When my therapist told me that she suspected I have medical post-traumatic stress disorder, it took me by surprise — although maybe it shouldn’t have after two decades of experiences as a patient that left me distrusting of doctors and unsure of myself.

Although I live with chronic pain, a traumatic brain injury and a history of cancer that has to be checked on every year, I am constantly doubting what’s actually happening in my body. Am I really as sick as I feel like I am? Am I making it all up? I cling to proof of my diagnoses. Sometimes it calms me to feel the vessels throbbing in my temples during a migraine because it is physical and undeniable. On bad days, I reread notes I’ve taken during doctor’s appointments and underline the facts — I have a traumatic brain injury; there was a bleed in my brain; it will take years to heal.

Often, I find myself asking doctors I trust the same questions over and over again: Is this normal? Is this what you would expect? Will I ever get better? And underneath each of these questions is a deeper, more true one: Is this real?

Lara Parker, a writer who has endometriosis, said that after years of her pain being downplayed, she finds it difficult to trust her own thoughts and feelings about her illness. “I always have to play a game of, ‘Is this in my head or am I actually feeling it?’” Lara recently told me.

And with the experiences she’s had as a patient — ranging from being told her endometrial pain was a psychosomatic symptom springing from grief over the death of her best friend as a teenager to collapsing in pain and being taken to the emergency room only to be given ibuprofen and told she had a “bad case of the cramps” — it’s no wonder she, and other chronically ill people like her, find it difficult to trust what they know to be true. After one surgery, Lara framed photos of the proof of endometriosis in her body to serve as a reminder: This is real.

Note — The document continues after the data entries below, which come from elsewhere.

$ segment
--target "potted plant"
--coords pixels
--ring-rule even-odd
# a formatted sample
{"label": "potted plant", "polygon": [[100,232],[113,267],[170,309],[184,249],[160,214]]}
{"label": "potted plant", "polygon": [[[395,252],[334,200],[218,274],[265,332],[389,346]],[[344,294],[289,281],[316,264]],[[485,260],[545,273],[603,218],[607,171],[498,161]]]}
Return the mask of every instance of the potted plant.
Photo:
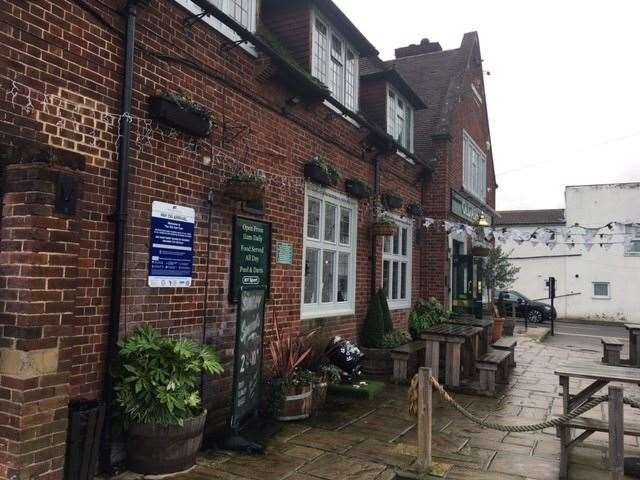
{"label": "potted plant", "polygon": [[371,197],[371,187],[366,183],[350,178],[344,182],[345,190],[349,196],[358,200],[366,200]]}
{"label": "potted plant", "polygon": [[320,156],[304,164],[304,176],[325,187],[335,187],[340,179],[335,167]]}
{"label": "potted plant", "polygon": [[272,361],[268,380],[271,410],[282,422],[304,420],[311,416],[315,376],[303,365],[311,355],[309,341],[315,330],[304,337],[292,337],[288,333],[281,335],[276,323],[275,333],[268,345]]}
{"label": "potted plant", "polygon": [[202,373],[222,373],[215,350],[149,326],[118,343],[116,404],[127,432],[129,469],[164,475],[191,468],[202,443]]}
{"label": "potted plant", "polygon": [[411,202],[407,205],[407,215],[410,217],[422,217],[424,215],[424,208],[418,202]]}
{"label": "potted plant", "polygon": [[213,130],[211,113],[189,97],[158,93],[149,99],[149,116],[194,137],[208,137]]}
{"label": "potted plant", "polygon": [[240,172],[232,175],[226,182],[224,193],[232,200],[257,202],[264,199],[266,179],[252,172]]}
{"label": "potted plant", "polygon": [[402,197],[395,192],[384,192],[382,194],[382,205],[387,210],[397,210],[402,207]]}
{"label": "potted plant", "polygon": [[386,215],[378,215],[372,226],[373,235],[376,237],[393,236],[398,230],[398,224]]}

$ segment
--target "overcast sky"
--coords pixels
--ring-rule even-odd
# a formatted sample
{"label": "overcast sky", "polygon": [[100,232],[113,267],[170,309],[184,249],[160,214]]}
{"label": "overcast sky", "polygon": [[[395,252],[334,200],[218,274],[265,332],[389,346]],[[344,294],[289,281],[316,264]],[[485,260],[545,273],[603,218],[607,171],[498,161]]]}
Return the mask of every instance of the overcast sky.
{"label": "overcast sky", "polygon": [[640,1],[335,2],[385,60],[478,31],[498,209],[559,208],[565,185],[640,181]]}

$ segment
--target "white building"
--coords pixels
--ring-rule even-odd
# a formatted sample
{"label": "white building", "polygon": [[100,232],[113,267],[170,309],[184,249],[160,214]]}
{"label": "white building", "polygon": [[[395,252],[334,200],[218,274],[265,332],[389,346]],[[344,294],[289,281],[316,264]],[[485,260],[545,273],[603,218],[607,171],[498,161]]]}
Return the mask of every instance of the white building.
{"label": "white building", "polygon": [[640,323],[640,183],[566,187],[565,205],[498,212],[496,227],[512,237],[502,248],[520,267],[512,289],[545,301],[555,277],[558,317]]}

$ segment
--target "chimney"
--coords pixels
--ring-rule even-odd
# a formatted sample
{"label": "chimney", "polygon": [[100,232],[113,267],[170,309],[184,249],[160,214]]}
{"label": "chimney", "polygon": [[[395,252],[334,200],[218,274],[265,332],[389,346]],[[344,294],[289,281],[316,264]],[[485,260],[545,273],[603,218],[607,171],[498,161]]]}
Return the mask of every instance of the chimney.
{"label": "chimney", "polygon": [[409,45],[407,47],[396,48],[396,58],[413,57],[423,53],[441,52],[442,47],[438,42],[430,42],[428,38],[423,38],[420,45]]}

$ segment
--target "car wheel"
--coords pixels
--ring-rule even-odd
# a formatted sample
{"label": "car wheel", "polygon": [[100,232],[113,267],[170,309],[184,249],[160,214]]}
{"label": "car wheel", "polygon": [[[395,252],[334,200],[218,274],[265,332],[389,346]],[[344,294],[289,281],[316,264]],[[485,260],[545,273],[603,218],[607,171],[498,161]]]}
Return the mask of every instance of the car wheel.
{"label": "car wheel", "polygon": [[531,323],[542,323],[543,321],[543,315],[542,312],[540,310],[529,310],[529,313],[527,313],[527,320],[530,321]]}

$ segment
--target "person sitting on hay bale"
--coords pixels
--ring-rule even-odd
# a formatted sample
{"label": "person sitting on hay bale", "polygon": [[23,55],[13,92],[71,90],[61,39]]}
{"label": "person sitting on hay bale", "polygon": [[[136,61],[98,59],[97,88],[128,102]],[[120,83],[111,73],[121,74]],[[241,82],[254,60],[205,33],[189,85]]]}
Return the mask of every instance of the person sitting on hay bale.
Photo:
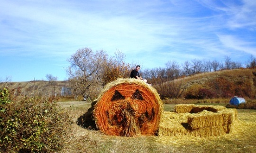
{"label": "person sitting on hay bale", "polygon": [[[144,79],[142,78],[140,76],[140,75],[139,75],[138,71],[139,71],[140,69],[140,65],[136,66],[136,67],[135,67],[135,69],[131,71],[131,74],[130,74],[130,77],[131,77],[131,78],[135,78],[135,79],[137,79],[141,80],[144,81],[146,83],[146,82],[147,81],[146,79]],[[150,86],[152,86],[152,84],[149,84],[149,83],[147,83],[147,84],[148,84]]]}

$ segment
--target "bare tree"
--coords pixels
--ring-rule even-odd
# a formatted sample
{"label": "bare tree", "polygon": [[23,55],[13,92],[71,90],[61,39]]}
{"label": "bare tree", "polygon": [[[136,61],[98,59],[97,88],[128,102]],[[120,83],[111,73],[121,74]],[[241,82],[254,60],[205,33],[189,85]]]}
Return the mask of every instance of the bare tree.
{"label": "bare tree", "polygon": [[181,70],[180,66],[175,61],[168,61],[165,63],[167,78],[171,80],[180,76]]}
{"label": "bare tree", "polygon": [[51,86],[52,86],[53,82],[55,81],[56,81],[58,79],[57,77],[54,77],[51,74],[47,74],[46,75],[46,78],[47,80],[49,81],[49,83],[50,83]]}
{"label": "bare tree", "polygon": [[92,100],[100,92],[101,68],[106,56],[103,50],[94,54],[91,49],[84,48],[78,49],[68,59],[70,66],[67,73],[71,85],[74,91],[82,95],[84,99],[90,98]]}
{"label": "bare tree", "polygon": [[250,58],[248,61],[248,63],[247,64],[247,68],[255,69],[256,68],[256,58],[251,55]]}
{"label": "bare tree", "polygon": [[115,56],[104,62],[102,73],[102,84],[107,83],[118,78],[128,78],[132,67],[131,64],[124,61],[125,56],[120,51],[115,53]]}
{"label": "bare tree", "polygon": [[191,63],[188,61],[185,61],[183,64],[183,71],[185,75],[190,75],[192,74],[191,64]]}
{"label": "bare tree", "polygon": [[210,60],[203,60],[202,62],[202,71],[204,72],[211,72],[212,69],[212,63]]}
{"label": "bare tree", "polygon": [[193,74],[198,74],[201,72],[202,65],[202,61],[199,60],[192,60],[192,68]]}
{"label": "bare tree", "polygon": [[219,68],[219,63],[217,60],[214,60],[211,62],[211,65],[213,71],[217,71]]}
{"label": "bare tree", "polygon": [[230,70],[231,69],[232,61],[231,58],[229,56],[225,57],[225,67],[224,69],[226,70]]}

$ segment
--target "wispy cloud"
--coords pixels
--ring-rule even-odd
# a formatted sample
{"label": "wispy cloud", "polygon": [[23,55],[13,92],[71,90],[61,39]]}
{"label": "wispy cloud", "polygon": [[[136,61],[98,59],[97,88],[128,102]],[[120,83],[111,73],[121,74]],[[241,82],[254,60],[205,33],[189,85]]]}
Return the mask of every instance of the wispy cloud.
{"label": "wispy cloud", "polygon": [[1,1],[0,58],[64,66],[88,47],[121,50],[149,68],[234,53],[241,59],[256,55],[256,7],[249,0]]}

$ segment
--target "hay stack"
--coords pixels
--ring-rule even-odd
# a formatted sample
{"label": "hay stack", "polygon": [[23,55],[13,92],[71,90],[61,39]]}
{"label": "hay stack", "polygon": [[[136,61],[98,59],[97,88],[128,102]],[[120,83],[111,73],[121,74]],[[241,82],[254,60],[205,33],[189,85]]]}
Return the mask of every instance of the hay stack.
{"label": "hay stack", "polygon": [[220,106],[176,105],[174,112],[164,114],[159,133],[165,136],[177,133],[201,137],[220,135],[230,133],[237,120],[236,109]]}
{"label": "hay stack", "polygon": [[102,90],[93,115],[97,126],[108,135],[154,135],[162,105],[156,90],[144,81],[119,79]]}

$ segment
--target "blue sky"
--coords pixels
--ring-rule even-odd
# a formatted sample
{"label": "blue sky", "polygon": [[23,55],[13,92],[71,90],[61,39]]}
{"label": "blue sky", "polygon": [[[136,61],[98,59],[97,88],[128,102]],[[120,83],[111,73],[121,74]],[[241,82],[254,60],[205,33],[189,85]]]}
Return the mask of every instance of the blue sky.
{"label": "blue sky", "polygon": [[256,0],[0,0],[0,81],[67,79],[84,47],[144,68],[256,57]]}

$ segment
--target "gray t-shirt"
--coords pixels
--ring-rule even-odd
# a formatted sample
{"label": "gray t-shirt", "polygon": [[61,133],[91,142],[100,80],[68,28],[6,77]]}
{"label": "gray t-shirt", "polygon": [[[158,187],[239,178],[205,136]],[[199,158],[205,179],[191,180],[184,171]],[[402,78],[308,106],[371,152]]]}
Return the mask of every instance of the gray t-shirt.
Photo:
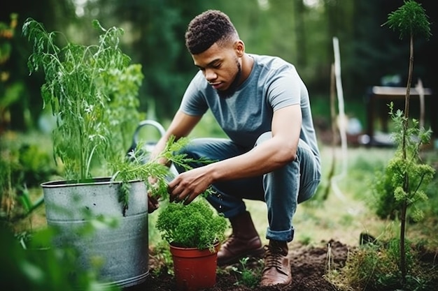
{"label": "gray t-shirt", "polygon": [[232,140],[253,147],[260,135],[271,131],[275,110],[299,104],[302,114],[300,138],[319,157],[309,93],[295,67],[278,57],[250,56],[255,61],[251,73],[233,96],[219,97],[199,71],[184,94],[181,110],[199,116],[209,108]]}

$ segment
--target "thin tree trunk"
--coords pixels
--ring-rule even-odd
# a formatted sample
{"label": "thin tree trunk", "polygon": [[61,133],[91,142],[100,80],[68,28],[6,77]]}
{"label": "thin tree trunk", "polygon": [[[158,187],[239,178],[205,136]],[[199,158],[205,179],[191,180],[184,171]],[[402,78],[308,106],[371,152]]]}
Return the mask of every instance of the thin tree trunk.
{"label": "thin tree trunk", "polygon": [[[408,72],[407,84],[406,86],[406,96],[404,98],[404,120],[403,121],[403,140],[402,141],[402,151],[403,152],[403,159],[407,160],[407,139],[409,137],[407,136],[409,117],[409,96],[411,91],[411,82],[412,81],[412,70],[414,67],[414,36],[411,33],[411,39],[409,41],[409,68]],[[409,176],[408,173],[404,173],[404,181],[403,185],[404,193],[409,193]],[[404,236],[406,232],[406,211],[407,208],[407,198],[403,201],[402,206],[402,217],[400,224],[400,271],[402,272],[402,281],[403,285],[406,282],[406,248]]]}

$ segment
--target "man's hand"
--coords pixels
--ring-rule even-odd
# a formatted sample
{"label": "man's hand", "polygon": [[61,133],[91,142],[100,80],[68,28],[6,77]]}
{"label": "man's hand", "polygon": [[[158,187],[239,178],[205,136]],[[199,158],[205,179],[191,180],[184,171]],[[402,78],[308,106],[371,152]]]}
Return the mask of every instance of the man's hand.
{"label": "man's hand", "polygon": [[187,205],[205,191],[211,184],[206,169],[206,167],[200,167],[185,172],[169,183],[167,192],[170,202],[184,201],[184,204]]}

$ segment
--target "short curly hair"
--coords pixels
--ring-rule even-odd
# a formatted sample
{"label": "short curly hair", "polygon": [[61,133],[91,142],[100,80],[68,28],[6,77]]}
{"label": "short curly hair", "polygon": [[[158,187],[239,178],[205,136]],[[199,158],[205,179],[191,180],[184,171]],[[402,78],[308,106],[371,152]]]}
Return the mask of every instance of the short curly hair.
{"label": "short curly hair", "polygon": [[219,44],[239,38],[229,17],[217,10],[206,10],[190,21],[185,32],[185,46],[192,54],[207,50],[215,43]]}

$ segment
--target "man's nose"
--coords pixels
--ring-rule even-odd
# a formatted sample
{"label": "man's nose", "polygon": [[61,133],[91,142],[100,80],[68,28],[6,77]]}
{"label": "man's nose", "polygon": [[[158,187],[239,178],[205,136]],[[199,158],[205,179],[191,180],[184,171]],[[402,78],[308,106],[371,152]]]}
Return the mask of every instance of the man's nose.
{"label": "man's nose", "polygon": [[207,81],[211,82],[215,80],[218,77],[218,75],[211,69],[205,70],[205,78]]}

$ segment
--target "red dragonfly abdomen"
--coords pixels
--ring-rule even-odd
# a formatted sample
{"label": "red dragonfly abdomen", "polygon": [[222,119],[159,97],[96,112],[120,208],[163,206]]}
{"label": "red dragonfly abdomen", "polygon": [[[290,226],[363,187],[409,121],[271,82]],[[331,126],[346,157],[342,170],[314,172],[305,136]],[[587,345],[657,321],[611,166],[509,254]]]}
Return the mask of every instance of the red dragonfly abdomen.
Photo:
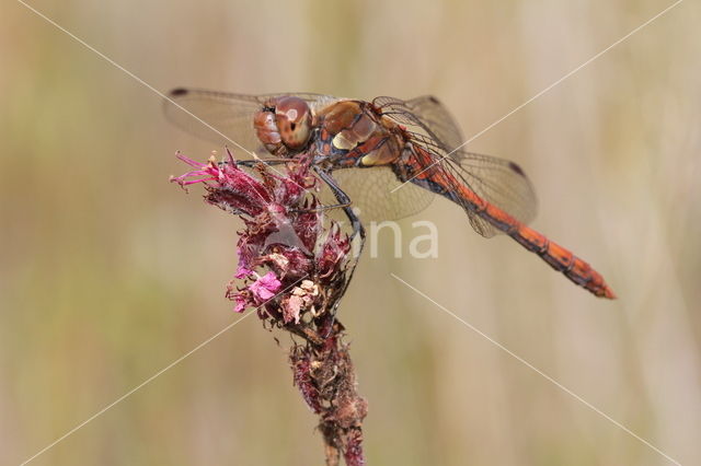
{"label": "red dragonfly abdomen", "polygon": [[550,267],[563,272],[570,280],[579,287],[586,288],[599,298],[608,298],[610,300],[616,298],[613,291],[604,281],[604,277],[594,270],[589,264],[522,223],[517,222],[514,226],[515,230],[509,233],[509,236],[531,253],[542,257]]}
{"label": "red dragonfly abdomen", "polygon": [[[579,287],[587,289],[599,298],[616,298],[616,294],[606,284],[601,275],[594,270],[589,264],[572,254],[572,252],[548,240],[544,235],[519,222],[498,207],[486,202],[467,186],[451,179],[452,177],[447,173],[443,172],[440,175],[436,175],[438,174],[434,172],[432,182],[443,185],[439,194],[459,203],[471,214],[484,219],[495,229],[516,240],[526,249],[538,254],[553,269],[563,272],[565,277]],[[421,183],[418,179],[417,182]]]}

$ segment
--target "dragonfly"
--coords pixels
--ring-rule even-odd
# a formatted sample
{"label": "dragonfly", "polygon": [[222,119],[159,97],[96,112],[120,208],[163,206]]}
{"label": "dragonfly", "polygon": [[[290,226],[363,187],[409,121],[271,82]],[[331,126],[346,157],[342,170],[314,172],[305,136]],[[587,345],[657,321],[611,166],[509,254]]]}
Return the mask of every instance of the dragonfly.
{"label": "dragonfly", "polygon": [[[363,101],[179,88],[164,113],[192,133],[217,142],[226,137],[262,160],[311,154],[361,238],[363,222],[417,213],[438,195],[461,207],[480,235],[506,234],[594,295],[616,298],[588,263],[528,226],[537,199],[524,170],[463,150],[459,126],[435,96]],[[352,206],[360,207],[360,215]]]}

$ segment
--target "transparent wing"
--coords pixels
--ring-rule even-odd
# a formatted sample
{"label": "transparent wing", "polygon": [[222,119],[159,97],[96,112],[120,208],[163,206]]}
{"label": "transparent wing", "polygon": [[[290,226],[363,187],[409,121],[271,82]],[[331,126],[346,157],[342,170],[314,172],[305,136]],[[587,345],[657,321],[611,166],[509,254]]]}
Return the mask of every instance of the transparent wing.
{"label": "transparent wing", "polygon": [[[380,101],[378,101],[380,100]],[[498,207],[522,223],[536,217],[538,201],[532,185],[524,170],[515,162],[464,150],[455,151],[462,136],[448,110],[434,97],[417,97],[400,101],[378,97],[374,104],[383,115],[407,126],[412,142],[430,155],[430,163],[421,164],[436,173],[445,171],[453,183],[467,186],[485,201]],[[433,164],[433,166],[430,166]],[[428,168],[430,166],[430,168]],[[409,186],[406,184],[403,190]],[[458,186],[453,186],[455,191]],[[501,233],[484,219],[463,206],[470,217],[472,228],[482,236],[491,237]]]}
{"label": "transparent wing", "polygon": [[241,148],[268,155],[253,130],[253,116],[265,101],[280,95],[301,97],[310,106],[334,100],[311,93],[249,95],[180,88],[171,91],[168,100],[163,101],[163,113],[171,123],[194,136],[219,145],[235,145],[237,158],[246,158]]}
{"label": "transparent wing", "polygon": [[[422,95],[410,101],[401,101],[394,97],[377,97],[374,103],[378,105],[378,100],[383,105],[382,114],[393,119],[404,118],[406,125],[418,125],[430,130],[432,137],[441,142],[448,151],[456,149],[464,142],[464,137],[460,127],[452,118],[448,109],[433,95]],[[411,113],[407,117],[406,114]]]}
{"label": "transparent wing", "polygon": [[[424,210],[435,195],[415,185],[406,185],[391,193],[401,182],[391,168],[375,166],[371,168],[341,168],[333,172],[338,187],[359,210],[363,222],[398,220]],[[320,199],[324,205],[337,203],[331,189],[322,187]],[[343,211],[331,212],[334,219],[344,219]],[[369,223],[366,223],[366,225]]]}

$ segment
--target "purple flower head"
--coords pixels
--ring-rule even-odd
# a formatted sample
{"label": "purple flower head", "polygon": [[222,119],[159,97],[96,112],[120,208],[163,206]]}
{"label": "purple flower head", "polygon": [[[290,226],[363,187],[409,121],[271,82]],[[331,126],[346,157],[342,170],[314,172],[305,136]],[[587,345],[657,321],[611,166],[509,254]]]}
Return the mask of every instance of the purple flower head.
{"label": "purple flower head", "polygon": [[263,163],[242,167],[229,150],[221,163],[214,156],[207,163],[177,158],[195,170],[172,182],[202,183],[206,202],[244,222],[234,273],[243,286],[231,282],[227,289],[235,312],[256,307],[263,318],[283,324],[298,324],[306,314],[317,317],[325,288],[345,279],[350,244],[337,225],[324,232],[308,158],[290,160],[284,175]]}
{"label": "purple flower head", "polygon": [[206,202],[243,221],[237,281],[229,282],[226,294],[234,311],[256,308],[264,324],[303,339],[289,351],[294,383],[319,415],[327,464],[338,464],[341,454],[349,466],[365,464],[367,403],[356,392],[344,327],[332,315],[354,264],[350,241],[333,221],[323,225],[312,156],[296,155],[283,167],[285,175],[263,163],[239,164],[228,150],[222,163],[177,156],[195,170],[173,182],[182,187],[202,183]]}

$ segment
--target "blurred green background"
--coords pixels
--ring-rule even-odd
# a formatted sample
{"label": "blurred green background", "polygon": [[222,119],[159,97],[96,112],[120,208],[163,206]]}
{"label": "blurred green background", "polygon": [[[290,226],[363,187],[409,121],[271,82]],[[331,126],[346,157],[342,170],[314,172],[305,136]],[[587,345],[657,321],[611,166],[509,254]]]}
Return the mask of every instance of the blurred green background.
{"label": "blurred green background", "polygon": [[[671,2],[32,4],[154,88],[432,93],[469,137]],[[20,3],[0,13],[0,463],[19,464],[239,316],[237,220],[169,184],[220,149]],[[570,283],[436,200],[437,259],[389,233],[341,308],[371,465],[701,464],[701,8],[686,1],[470,143],[517,161],[533,225],[601,271]],[[368,249],[369,251],[369,249]],[[278,335],[279,337],[279,335]],[[36,465],[310,465],[315,418],[246,318]]]}

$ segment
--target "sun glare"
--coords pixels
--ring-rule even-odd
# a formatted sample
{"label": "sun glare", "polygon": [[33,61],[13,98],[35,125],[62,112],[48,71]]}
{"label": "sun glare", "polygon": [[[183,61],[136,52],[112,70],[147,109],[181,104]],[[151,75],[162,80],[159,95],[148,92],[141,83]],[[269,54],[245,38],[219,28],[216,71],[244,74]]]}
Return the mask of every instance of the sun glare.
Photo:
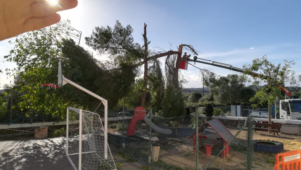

According to Quincee Gideon, a trauma therapist based in Los Angeles, these thoughts are hallmarks of medical PTSD. “Chronically ill patients gather experiences over years which create a deep sense of insecurity that they have deeply misjudged themselves, maybe they’re crazy, maybe they aren’t as sick as they think they are,” Gideon says. “That leads to bigger problems with self-concept and self-esteem.”

Another symptom of medical PTSD is disassociation from the body and feeling betrayed by it. I’ve only just begun to realize that other people don’t see themselves as separate from their bodies the way I do. My body is a wholly disparate entity, a bruised skin sack that I must fight with and barter with and drag around behind me. This disassociation, Gideon says, is a coping mechanism: “To survive something uncomfortable or painful, there has to be some disassociation away from the painful event.”

The key, Gideon says, is to work on reintegration: to tell myself that my body has always been fighting for me, not against me; that I know what is happening inside my body better than anyone else does; that my pain is real.

And I’m trying. I’m trying to listen to what my body needs without judging it. I’m trying to believe in my own pain. I’m trying to advocate for myself and make doctors listen.

I am trying so hard. But sometimes, living in a chronically ill body takes all the energy I have.